WARNING: When starting the measurement ask the child not to touch the test. During testing, watch that the child does not do it. After use keep the test in its plastic bag in a drawer. If the surface gets smudged use diluted detergent and a smooth cloth to clean it.

HIDING HEIDI - low contrast face figures allow you to measure the distance at which the child responds to facial features at different contrast levels. This is important in the evaluation of visual communication because the test demonstrates to your fellow teachers, the parents and other care givers how well their features are visible to the child. Ask them to look on their own faces in a mirror and compare their features with the lowest contrast that the child could see. If the features are at a lower contrast than the Heidi face responded to, then they should be accentuated, especially the mouth, using contrasting make up.

Each person can use his/her own features to measure how far the child can copy basic expressions. In a teaching situation it is important to remember which children are able to get visual clues from body language and expressions when the teacher is at the black board and how close the teacher needs to get to be seen well by the student(s) with vision impairment.

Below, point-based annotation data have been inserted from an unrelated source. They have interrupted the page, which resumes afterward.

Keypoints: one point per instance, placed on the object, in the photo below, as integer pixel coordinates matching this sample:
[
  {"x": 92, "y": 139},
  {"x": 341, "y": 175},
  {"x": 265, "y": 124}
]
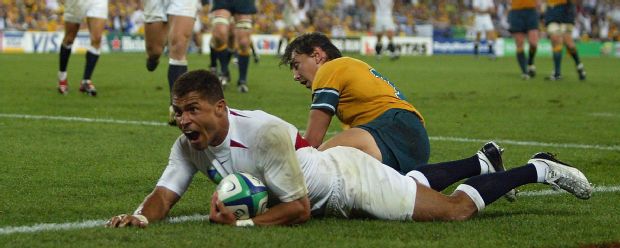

By presenting the test in two different ways, you may get information about motion perception when brain damage is suspected but not proven. First, present the Heidi figure and the white card to the child by lifting them up from a table where they were facing down and keep them steady in front of the child. Secondly, present them by pulling them apart as shown in the above picture. If there is difference in responses in these test situations, report it to the child's neurologist and ophthalmologist.